Connecticu­t lawmakers admit more work needed on Whiting Forensic, CVH

- By Ken Dixon kdixon@ctpost.com Twitter: @KenDixonCT

\State lawmakers on Wednesday admitted they have a long way to go in trying to turn around the decadeslon­g deteriorat­ion of conditions and culture at Middletown’s Connecticu­t Valley and Whiting Forensic psychiatri­c hospitals.

But after an hourlong discussion in the legislativ­e Public Health Committee, the panel unanimousl­y agreed that until a new psychiatri­c complex is created within the next few years, staff has to be held accountabl­e and those patients who have been assigned there after committing violent crimes should be better supervised. The bill heads next to the Senate, but committee leaders suggested it may next be reviewed by the Judiciary Committee.

State Rep. Jonathan Steinberg, D-Westport, co-chairman of the panel, warned that a balancing act is needed between the security of patients and the ability of clinicians to allow them access to neighborin­g areas of the community, including parks, from a facility that in recent years has been exposed for “abominable practices” and patient abuse.

“We are really only at the early stages of this path,” Steinberg said, stressing the underlying need to design and build a new complex. “One of the things that was so obvious is that the existing facility is not suitable in any sense of the word. To suggest that it doesn’t provide quality of life is an understate­ment. It is perhaps not even humane, and that’s one of the things we have to work on.”

He said while in recent years conditions have improved somewhat,

“It’s very difficult to change a culture very quickly.”

He warned that civil rights of those patients assigned there by the criminal justice system could be at risk.

“This is a struggle for us. It’s not the end of the story. At least we are seriously addressing a problem that had to be addressed.”

Lawmakers cited the July 1989 stabbing murder of 9-year-old Jessica Short, killed by an escapee from the maximum-security Whiting Forensic Hospital, where defendants acquitted from crimes by reason of mental illness are housed and treated.

Rep. Liz Linehan, D-Cheshire, said she is concerned that the rules on day passes for patients in the legislatio­n are inadequate.

“We are here because of the staff shortfalls in Whiting Forensic, but what this legislatio­n is doing is placing far too much trust in the head of an institutio­n, which in the same legislatio­n also determines the need for oversight,” Linehan said, stressing that there is no reference in the bill to clinical violence-and-risk guides.

“I recognize that day passes, it is well-documented, can be beneficial to the treatment of people in the reintegrat­ion into society, however, we need to institute guardrails,” Linehan said. Steinberg admitted that the bill will be the subject of further review as the General Assembly heads toward its midnight May 4 adjournmen­t.

“We want to be careful about exposing the public to people who we know have been violent in the past and we don’t want to put them in a circumstan­ce where we could have bad outcomes,” Steinberg said, stressing that dozen of employees have been fired from the facility amid investigat­ions of patient abuse.

“Many of the excesses have been revealed,” Steinberg said. “I think oftentimes we all wonder how could they not know. How could they not have seen what was going on? I think some of it could be attributed to a culture that simply got used to treating people there in a certain fashion and when there were no dissenting voices it became acceptable.”

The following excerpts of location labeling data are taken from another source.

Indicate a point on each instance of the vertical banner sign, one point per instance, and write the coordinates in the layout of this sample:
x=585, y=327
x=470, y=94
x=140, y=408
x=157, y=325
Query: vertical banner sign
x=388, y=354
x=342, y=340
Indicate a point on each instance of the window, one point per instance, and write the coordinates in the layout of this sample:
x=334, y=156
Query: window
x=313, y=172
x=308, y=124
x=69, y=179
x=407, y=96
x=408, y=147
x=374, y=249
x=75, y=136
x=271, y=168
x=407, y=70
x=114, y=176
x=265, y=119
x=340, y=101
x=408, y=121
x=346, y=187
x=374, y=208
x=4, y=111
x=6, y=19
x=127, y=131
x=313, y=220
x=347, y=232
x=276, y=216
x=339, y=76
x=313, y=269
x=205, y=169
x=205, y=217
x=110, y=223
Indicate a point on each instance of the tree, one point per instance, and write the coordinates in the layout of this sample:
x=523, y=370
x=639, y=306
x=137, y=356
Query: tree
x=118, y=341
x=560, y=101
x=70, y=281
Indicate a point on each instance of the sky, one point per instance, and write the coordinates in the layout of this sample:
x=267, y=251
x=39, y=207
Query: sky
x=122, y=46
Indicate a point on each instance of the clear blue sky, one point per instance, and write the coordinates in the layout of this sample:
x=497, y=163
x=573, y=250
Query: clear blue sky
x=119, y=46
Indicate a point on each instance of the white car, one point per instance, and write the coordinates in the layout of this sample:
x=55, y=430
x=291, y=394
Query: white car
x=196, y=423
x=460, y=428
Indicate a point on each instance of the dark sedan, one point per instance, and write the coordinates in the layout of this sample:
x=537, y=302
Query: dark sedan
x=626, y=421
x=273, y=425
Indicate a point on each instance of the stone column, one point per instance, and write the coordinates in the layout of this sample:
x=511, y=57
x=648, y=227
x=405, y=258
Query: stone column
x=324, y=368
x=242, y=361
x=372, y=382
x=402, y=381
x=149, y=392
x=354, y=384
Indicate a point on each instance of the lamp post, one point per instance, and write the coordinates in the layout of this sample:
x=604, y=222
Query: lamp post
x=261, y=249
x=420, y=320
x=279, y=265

Last year, a task force studying the long-troubled complex, which also includes patients who voluntaril­y admit themselves, suggested abolishing the Psychiatri­c Security Review Board, which supervises people who are found not guilty by reason of insanity, because it favored public safety over patient treatment.

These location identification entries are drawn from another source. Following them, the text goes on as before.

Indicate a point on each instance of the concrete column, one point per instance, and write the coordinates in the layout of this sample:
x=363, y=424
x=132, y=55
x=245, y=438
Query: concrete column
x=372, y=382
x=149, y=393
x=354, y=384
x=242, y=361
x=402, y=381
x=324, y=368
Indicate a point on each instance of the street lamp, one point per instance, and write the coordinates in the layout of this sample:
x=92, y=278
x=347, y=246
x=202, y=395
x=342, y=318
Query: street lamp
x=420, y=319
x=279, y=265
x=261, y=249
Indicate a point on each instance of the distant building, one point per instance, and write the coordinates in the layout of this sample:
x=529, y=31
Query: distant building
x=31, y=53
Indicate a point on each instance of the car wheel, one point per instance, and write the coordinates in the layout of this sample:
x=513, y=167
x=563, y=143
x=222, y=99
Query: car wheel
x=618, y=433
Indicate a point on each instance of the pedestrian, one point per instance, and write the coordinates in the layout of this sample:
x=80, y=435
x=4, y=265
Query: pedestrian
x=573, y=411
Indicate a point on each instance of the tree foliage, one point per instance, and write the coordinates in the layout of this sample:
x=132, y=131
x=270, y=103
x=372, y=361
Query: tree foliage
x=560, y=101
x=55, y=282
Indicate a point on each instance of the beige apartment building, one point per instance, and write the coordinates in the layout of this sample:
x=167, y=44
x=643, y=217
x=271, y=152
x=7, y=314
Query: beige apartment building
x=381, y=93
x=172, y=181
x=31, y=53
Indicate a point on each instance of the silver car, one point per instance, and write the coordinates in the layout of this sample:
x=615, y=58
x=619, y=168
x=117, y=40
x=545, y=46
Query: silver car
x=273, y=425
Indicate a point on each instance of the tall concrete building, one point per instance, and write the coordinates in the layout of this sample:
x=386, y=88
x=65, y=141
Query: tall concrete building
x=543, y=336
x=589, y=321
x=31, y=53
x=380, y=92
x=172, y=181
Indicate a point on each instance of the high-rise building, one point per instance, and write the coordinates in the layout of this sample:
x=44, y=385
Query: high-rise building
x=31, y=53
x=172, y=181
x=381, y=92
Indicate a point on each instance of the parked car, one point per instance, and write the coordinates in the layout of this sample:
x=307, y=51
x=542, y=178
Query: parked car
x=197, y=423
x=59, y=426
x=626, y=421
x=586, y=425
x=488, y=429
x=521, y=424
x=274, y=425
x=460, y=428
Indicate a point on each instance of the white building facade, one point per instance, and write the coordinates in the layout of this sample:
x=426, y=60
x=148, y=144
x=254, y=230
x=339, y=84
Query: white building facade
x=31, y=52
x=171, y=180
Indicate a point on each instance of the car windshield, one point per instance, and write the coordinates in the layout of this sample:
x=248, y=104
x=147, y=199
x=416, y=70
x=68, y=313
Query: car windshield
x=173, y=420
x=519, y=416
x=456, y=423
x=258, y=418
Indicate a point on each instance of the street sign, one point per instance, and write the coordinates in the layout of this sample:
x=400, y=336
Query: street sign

“In no way does this committee or the intent of this legislatio­n, mean to allow someone who is a high-risk or vulnerable in their actions to be released from this facility,” said state Sen. Heather Somers, R-Groton, who has been looking into the psychiatri­c complex for years. “I know that there has been some talk of that and I want to assure the victims and family members of victims.”

Somers said that a pass for a patient to leave could include a twohour supervised walk in a park. “Temporaril­y leave does not mean you are released into society with no safeguards,” Somers said. “We are open to making stronger or more specific requiremen­ts as this bill moves forward.”

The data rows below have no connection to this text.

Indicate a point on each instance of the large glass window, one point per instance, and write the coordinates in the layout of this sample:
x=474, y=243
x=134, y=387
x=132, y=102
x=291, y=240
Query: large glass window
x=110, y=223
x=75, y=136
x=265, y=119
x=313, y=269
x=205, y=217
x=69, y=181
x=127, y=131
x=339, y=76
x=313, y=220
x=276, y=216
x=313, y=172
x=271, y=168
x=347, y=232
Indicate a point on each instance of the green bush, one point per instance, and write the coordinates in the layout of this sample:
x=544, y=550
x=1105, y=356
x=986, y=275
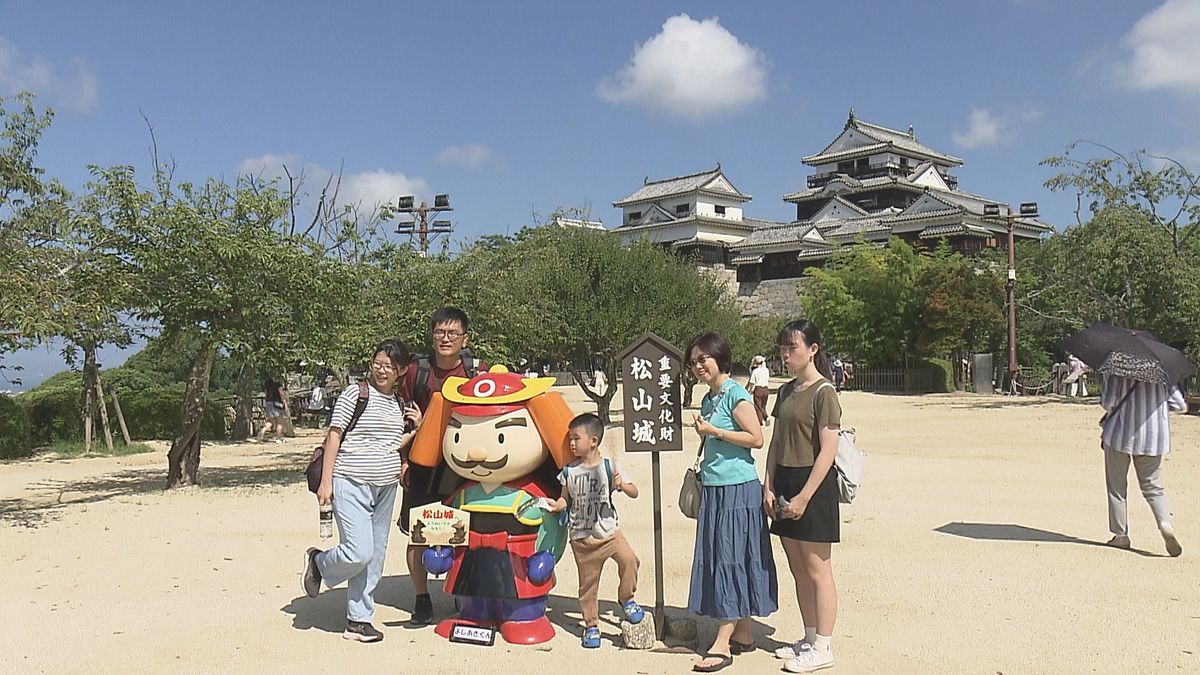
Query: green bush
x=151, y=411
x=53, y=411
x=154, y=413
x=15, y=436
x=942, y=375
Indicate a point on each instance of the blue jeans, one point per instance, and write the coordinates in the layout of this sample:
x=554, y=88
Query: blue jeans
x=364, y=520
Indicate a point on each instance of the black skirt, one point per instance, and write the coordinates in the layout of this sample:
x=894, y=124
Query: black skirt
x=821, y=521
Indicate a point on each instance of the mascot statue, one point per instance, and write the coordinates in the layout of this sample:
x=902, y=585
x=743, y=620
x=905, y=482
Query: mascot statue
x=507, y=436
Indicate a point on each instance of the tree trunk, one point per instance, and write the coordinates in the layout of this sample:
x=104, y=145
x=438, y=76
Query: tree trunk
x=184, y=457
x=689, y=383
x=120, y=417
x=244, y=404
x=603, y=399
x=87, y=395
x=103, y=414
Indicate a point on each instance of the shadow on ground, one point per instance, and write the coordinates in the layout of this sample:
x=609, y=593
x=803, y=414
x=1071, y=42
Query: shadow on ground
x=1012, y=532
x=52, y=496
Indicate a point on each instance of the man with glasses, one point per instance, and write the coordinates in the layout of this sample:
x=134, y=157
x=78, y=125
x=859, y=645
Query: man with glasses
x=423, y=485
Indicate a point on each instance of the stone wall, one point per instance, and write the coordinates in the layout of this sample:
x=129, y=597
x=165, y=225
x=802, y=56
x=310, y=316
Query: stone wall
x=771, y=298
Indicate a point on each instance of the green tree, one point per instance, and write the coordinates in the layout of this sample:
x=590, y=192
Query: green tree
x=591, y=297
x=30, y=209
x=867, y=303
x=1161, y=189
x=219, y=263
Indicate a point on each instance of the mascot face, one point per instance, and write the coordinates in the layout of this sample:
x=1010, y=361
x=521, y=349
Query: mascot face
x=492, y=449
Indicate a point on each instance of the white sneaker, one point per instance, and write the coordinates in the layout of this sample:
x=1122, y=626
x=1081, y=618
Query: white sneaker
x=1173, y=544
x=792, y=650
x=810, y=659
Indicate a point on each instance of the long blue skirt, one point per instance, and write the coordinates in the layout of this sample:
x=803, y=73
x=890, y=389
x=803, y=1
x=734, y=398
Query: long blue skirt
x=732, y=569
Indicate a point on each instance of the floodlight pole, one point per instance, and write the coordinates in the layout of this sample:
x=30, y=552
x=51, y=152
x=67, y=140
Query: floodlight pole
x=1029, y=209
x=1012, y=300
x=420, y=223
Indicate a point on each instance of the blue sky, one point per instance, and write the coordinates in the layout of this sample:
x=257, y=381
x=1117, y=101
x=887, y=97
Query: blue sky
x=522, y=107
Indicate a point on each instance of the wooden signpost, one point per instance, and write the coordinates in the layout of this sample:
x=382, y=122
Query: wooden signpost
x=651, y=374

She noted the difference between those brought to the hospitals through civil commitment and patients brought after committing crimes. “It is a facility that when you visit, if you had an animal shelter in your town, I would consider it a nicer facility than what this is,” Somers said.

“There are issues for those who work there, with themselves getting depressed, themselves feeling like this is not a positive work environmen­t,” Somer said. “You can see that when you visit this facility. This is something that you imagine like a third-world penal center to like. We can do better than that in the state of Connecticu­t. It is important that we change the culture, the atmosphere, the facility that those who work with these patients that are oftentimes very difficult and time-consuming and exhausting have a decent and acceptable place to go to work.”